Data Deduplication
SimDeduplication Operator Overview
- The SimDeduplication operator can implement image deduplication based on the similarity threshold you set. Image deduplication is a common method for image data processing. Image duplication means that the image content is completely the same, or the scale, displacement, color, or brightness changes slightly, or a small amount of other content is added.
Table 1 Advanced parameters Name
Mandatory
Default
Description
simlarity_threshold
No
0.9
Similarity threshold. When the similarity between two images is greater than the threshold, one of the images is filtered out as a duplicate image. The value ranges from 0 to 1.
do_validation
No
True
Indicates whether to validate data. The value can be True or False. True indicates that data is validated before deduplication. False indicates that data is deduplicated only.

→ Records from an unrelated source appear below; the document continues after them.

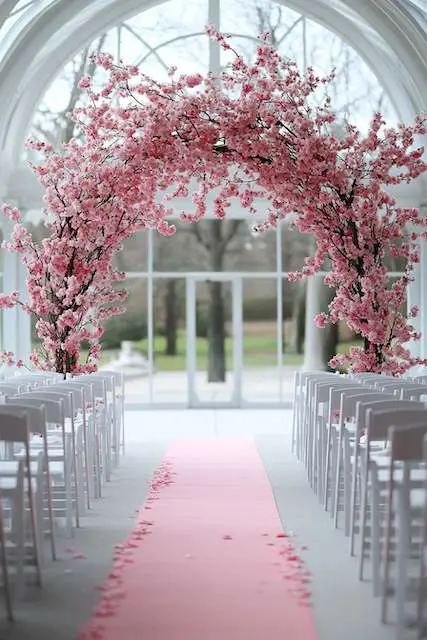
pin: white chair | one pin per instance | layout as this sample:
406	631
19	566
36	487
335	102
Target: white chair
346	427
14	430
5	568
36	416
66	396
407	449
378	423
387	404
61	456
80	394
302	401
318	396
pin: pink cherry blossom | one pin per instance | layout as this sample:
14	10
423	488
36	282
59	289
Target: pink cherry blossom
255	133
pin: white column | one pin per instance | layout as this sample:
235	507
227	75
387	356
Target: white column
16	328
313	357
214	48
414	298
422	277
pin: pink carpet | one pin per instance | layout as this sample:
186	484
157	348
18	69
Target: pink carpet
208	558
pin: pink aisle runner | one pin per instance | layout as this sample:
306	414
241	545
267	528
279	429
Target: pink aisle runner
208	558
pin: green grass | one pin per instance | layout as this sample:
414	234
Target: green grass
258	351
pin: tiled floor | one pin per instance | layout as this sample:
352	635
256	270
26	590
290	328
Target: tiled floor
205	423
343	608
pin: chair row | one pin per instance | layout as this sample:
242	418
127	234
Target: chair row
59	442
360	438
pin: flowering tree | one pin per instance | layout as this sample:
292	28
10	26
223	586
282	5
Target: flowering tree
258	133
71	276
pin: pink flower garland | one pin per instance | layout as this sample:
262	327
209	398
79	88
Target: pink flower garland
253	135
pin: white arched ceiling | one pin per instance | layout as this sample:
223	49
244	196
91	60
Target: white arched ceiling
388	34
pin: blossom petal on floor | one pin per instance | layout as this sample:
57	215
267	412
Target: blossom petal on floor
208	558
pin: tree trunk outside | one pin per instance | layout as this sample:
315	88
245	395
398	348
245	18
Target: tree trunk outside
171	318
297	333
216	334
331	332
216	308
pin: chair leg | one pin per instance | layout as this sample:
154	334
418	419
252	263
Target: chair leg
355	471
34	531
347	484
8	594
384	601
402	575
375	534
338	477
363	522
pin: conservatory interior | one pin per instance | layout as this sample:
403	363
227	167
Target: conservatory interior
213	418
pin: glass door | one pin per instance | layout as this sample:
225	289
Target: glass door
214	340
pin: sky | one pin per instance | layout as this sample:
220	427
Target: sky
169	34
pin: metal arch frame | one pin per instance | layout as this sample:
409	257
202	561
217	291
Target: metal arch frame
64	27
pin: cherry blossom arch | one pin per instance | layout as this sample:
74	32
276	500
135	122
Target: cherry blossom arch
43	72
388	35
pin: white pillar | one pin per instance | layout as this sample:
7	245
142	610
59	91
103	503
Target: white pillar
313	357
414	298
16	330
422	320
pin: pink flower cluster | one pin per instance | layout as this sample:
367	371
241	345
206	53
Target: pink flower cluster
252	133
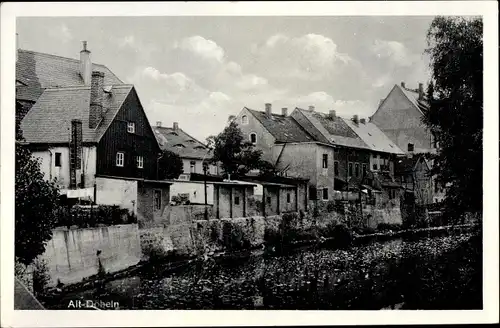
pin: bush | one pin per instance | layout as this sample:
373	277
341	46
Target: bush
342	236
364	230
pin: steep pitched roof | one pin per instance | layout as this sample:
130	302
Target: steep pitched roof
49	120
373	137
413	96
39	71
335	130
179	142
283	128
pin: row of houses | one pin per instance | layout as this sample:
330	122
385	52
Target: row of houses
92	136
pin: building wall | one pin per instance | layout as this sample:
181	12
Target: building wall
271	201
300	160
198	167
265	140
423	184
224	201
51	172
118	192
401	122
146	211
195	190
71	255
117	139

Operator Input Requirements
The following two types of operator input are available:
- Datasets: Select a dataset and its version created on the ModelArts console from the drop-down list. Ensure that the dataset type be the same as the scenario type selected in this task.
- OBSCatalog: Select either of the following storage structures:
- Only images: If the directory contains only images, the JPG, JPEG, PNG, and BMP formats are supported, and all images in the nested subdirectories are read.
- Images and labels: The structure varies depending on the scenario type.
The following shows the directory structure in the image classification scenario. The following directory structure supports only single-label scenarios.
input_path/ --label1/ ----1.jpg --label2/ ----2.jpg --../
The following shows the directory structure in the object detection scenario. Images in JPG, JPEG, PNG, and BMP formats are supported. XML files are standard PACAL VOC files.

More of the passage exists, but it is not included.